Quelqu'un aurait-il une solution pour arrêter le chargement ou le relancer ?

Merci !


----------



## iSimon12 (4 Février 2017)

Bonjour,
Je me suis retrouvé exactement dans ton cas il y a un an environ, quand j'ai mis toutes mes donnes (sauf montages vidéo) sur mon nouveau forfait cloud 200go. 
Parfois ça a bloqué plusieurs jours, avant de repartir sans explication. Au final pour que tout mes appareils soient synchro avec mes 120Go environ, ça a pris environ un mois. 
Pense à fréquemment connecter tes idevices au wifi tout en étant branchés. Et laisse ton mac allumé quelques nuits.


----------



## kayabis (7 Février 2017)

Bonsoir,

Même problème chez moi.
Ça m'a chargé les documents qui sont sur le bureau de mon Mac mais rien à faire pour le dossier documents... Ça bloque depuis des semaines et je précise que j'ai une connexion en fibre.

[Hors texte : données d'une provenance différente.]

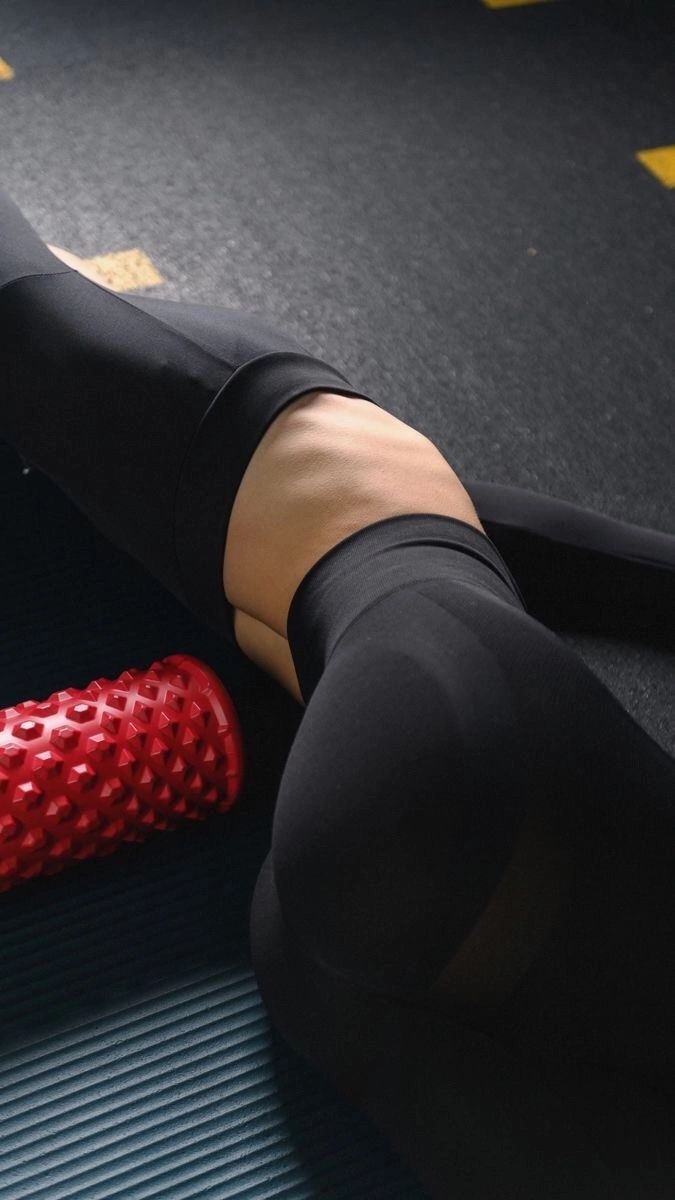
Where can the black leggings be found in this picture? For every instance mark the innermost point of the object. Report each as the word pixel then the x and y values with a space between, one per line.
pixel 465 918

J'ai appelé la hotline apple qui me dit dans un premier temps que c'est parce que mon iMac n'est pas connecté en wifi... Je vois pas le rapport (d'autant qu'au début ça marchait et j'étais en Ethernet) mais je l'ai mis en wifi et ça n'a rien changé. Finalement ils ont fini par me dire qu'il fallait faire le transfert manuellement.
J'ai regardé mais on ne peut pas balancer des dossiers seulement des fichiers. J'en ai des milliers et je ne me vois pas faire ça un à un....
Quelqu'un a t'il une solution?


----------



## WhiteHat (6 Février 2020)

Bonjour, j'ai exactement le même problème que vous avez décrit: iCloud drive, fibre optique, Mac Book Air et déjà plusieurs semaines que mes fichiers ne sont pas synchronisés.
Quelqu'un a-t-il trouvé une solution ?


----------